It's not a monster. It's a lion.
You know, one of the things I love about FFVIII is that it actually explains where monsters come from. In most RPGs, it's just an accepted fact of life that once you're outside of a town, you're going to get mauled by monsters, but you never actually hear anything about how that ecosystem got there in the first place. Let alone where all the animals are. Like, you can't expect me to believe that people eat chocobos. They have to have chickens somewhere, right? Or is behemoth steak and cactuar stew all that's on the menu?
I ask the important questions on this website.
In any case, lions exist in some shape or form in FFVIII, even if we never see them outside of Squall's pendant. Maybe they went extinct after the Lunar Cry, or maybe they're mythical beasts. Seriously, this is the kind of thing I've always wondered about RPGs. Where the hell are all the animals. (I wonder this about Pokémon too, to be fair.)
Right, so, Squall. The whole end of Disc Two is treated in-universe like they're heading for the final boss fight, which is hilarious considering it's disc two of four. Clearly no one sent them the memo. The battle is chaotic, to say the least, but that's what you get when the other side decides to launch soldiers on motorcyles at you. (I will never get over that. Seriously, what the hell?) There's also the part where Rinoa magically holds onto the side of Garden for like half an hour, but Squall's shining moment is his speech.

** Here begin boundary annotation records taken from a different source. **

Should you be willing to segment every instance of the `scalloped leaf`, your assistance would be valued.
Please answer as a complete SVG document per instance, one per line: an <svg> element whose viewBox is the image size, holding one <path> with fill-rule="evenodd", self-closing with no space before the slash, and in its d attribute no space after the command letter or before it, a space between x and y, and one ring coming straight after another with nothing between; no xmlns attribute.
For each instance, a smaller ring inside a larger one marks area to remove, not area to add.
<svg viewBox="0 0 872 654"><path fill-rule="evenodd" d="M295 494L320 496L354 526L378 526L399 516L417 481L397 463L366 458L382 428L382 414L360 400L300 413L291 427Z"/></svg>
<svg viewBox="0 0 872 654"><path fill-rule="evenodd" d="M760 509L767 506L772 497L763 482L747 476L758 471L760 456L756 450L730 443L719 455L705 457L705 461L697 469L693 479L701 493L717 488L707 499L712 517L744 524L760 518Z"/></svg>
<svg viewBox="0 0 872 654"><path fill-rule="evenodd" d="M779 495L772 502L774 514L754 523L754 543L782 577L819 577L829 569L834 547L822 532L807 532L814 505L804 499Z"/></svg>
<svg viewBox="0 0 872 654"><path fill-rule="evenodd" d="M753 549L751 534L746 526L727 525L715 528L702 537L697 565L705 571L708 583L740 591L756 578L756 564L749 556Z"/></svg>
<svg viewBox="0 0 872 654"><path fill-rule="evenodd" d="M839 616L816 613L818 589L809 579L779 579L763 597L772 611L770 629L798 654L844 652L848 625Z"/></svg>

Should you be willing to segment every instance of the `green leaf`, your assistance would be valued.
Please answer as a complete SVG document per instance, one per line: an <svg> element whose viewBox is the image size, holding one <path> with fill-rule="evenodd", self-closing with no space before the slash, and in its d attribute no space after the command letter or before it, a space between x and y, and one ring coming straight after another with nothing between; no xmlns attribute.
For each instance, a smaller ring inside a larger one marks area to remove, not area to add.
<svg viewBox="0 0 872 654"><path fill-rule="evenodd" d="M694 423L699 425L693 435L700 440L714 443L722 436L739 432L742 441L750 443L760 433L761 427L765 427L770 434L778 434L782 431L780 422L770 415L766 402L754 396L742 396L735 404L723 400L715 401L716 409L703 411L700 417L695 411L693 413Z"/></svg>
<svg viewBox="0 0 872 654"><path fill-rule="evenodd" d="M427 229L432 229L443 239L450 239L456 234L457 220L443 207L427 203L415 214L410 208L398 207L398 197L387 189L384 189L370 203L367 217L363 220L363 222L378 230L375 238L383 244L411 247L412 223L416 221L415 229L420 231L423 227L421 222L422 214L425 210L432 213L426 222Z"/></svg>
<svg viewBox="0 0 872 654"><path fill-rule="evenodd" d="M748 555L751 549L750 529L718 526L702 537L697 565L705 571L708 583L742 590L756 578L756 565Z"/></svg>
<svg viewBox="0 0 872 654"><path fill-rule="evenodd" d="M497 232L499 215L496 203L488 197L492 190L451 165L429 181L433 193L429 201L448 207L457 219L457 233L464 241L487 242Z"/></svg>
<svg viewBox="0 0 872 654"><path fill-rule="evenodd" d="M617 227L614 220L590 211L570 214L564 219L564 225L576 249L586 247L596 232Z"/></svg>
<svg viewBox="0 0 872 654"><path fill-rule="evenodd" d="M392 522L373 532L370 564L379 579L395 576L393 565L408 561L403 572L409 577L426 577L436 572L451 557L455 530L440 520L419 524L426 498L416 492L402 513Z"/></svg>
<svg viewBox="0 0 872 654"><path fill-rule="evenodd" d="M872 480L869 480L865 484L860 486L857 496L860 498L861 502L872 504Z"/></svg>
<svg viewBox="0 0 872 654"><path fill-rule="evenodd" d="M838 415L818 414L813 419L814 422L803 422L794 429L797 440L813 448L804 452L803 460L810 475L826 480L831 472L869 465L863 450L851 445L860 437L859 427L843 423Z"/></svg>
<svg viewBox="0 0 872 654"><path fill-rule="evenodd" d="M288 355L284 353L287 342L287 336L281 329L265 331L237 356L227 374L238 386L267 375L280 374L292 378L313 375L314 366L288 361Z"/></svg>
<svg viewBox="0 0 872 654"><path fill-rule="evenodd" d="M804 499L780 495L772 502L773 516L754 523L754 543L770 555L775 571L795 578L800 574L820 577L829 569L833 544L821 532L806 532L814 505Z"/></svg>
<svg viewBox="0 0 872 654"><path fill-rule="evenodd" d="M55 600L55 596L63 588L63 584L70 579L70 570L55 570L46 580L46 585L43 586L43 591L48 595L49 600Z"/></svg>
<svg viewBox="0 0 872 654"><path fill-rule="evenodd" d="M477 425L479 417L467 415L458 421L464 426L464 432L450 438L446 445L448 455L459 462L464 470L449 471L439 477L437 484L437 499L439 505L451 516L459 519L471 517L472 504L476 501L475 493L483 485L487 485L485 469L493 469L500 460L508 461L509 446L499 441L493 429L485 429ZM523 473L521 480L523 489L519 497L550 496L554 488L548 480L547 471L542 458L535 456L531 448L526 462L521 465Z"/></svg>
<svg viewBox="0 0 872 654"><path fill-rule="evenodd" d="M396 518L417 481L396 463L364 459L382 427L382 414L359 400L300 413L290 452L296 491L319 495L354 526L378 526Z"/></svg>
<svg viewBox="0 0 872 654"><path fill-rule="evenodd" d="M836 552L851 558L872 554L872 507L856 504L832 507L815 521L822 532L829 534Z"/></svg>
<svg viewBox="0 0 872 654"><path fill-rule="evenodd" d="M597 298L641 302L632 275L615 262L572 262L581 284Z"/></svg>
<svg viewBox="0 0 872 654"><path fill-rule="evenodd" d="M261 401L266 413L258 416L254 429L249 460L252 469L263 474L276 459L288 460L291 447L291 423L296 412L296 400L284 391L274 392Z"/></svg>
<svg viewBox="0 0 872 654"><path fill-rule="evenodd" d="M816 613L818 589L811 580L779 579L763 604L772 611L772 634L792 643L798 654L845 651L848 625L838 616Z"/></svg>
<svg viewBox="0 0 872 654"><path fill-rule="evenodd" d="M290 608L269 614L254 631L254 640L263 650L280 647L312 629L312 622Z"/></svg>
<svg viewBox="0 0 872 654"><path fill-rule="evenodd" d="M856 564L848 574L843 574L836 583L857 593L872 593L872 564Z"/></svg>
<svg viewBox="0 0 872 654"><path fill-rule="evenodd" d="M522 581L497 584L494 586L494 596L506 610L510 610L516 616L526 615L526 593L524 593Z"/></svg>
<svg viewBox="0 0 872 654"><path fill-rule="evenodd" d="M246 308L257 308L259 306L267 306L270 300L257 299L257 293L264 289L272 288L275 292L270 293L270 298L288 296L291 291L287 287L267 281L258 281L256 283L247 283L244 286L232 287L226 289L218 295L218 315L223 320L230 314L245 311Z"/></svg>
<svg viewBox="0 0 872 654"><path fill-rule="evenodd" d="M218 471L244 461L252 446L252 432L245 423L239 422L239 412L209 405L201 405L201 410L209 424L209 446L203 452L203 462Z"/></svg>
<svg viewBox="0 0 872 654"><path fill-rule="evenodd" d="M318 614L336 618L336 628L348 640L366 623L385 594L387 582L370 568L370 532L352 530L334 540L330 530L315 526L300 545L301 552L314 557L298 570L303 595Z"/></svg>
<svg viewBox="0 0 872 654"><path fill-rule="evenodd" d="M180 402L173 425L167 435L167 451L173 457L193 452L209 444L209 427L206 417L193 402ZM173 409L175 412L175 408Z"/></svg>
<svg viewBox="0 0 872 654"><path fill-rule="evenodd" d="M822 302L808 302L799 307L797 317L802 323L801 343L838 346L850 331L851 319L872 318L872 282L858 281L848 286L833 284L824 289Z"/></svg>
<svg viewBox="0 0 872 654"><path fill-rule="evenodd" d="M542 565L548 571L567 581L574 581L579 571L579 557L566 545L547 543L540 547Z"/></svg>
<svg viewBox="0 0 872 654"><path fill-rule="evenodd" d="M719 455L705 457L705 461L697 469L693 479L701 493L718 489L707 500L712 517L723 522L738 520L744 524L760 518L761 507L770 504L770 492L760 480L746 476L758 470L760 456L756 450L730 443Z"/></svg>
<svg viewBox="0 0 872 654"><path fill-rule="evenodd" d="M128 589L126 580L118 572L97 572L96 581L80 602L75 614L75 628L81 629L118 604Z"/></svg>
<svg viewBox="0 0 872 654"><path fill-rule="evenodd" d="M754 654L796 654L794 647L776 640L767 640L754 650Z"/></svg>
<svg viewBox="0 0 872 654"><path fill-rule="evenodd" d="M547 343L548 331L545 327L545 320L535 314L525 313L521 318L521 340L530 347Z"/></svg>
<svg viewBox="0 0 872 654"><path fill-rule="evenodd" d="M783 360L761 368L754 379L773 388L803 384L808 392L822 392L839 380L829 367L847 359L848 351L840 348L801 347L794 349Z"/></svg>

Is this really Squall? Our Squall? Squall "go talk to a wall" Leonhart? Yes, yes it is. He's already grown a lot through the game, and we've still got a good ways to go. I think it's very important to note that while Squall can give a speech like this to the entire school, that doesn't mean he's anywhere near ready to say the same kinds of things one-on-one. Like I said above, this whole part is written like a final dungeon/boss battle sequence despite the fact that we're only on disc two, and Squall's got the energy to go with it. He thinks that he's making the final push, and he's doing his duty as a leader. That's still very different from being a friend.
This is no more obvious than when he tells Rinoa about his ring.
Griever is more than a symbol: it's an ideal for Squall to live up to. He doesn't actually believe he has all that strength and pride. He still sees himself as that kid in the rain, waiting for Sis to come back. Griever is everything he’s striven towards — to be able to survive alone, to not need anyone else, to not lose.
And here he’s about to face down the sorceress, and he needs that strength. He wants to be a lion. But still, he doubts in himself. He’s already seen that he can’t do this alone. Strength and pride aren’t enough.
Would it be so bad to have someone else with him?
Squall clearly isn’t sure what to think about the fact that everyone is pushing him and Rinoa together, but he doesn’t protest the idea that she could become like a lion too. Slowly but surely, he’s opening up to her, and through something that means the world to him, no less: Griever.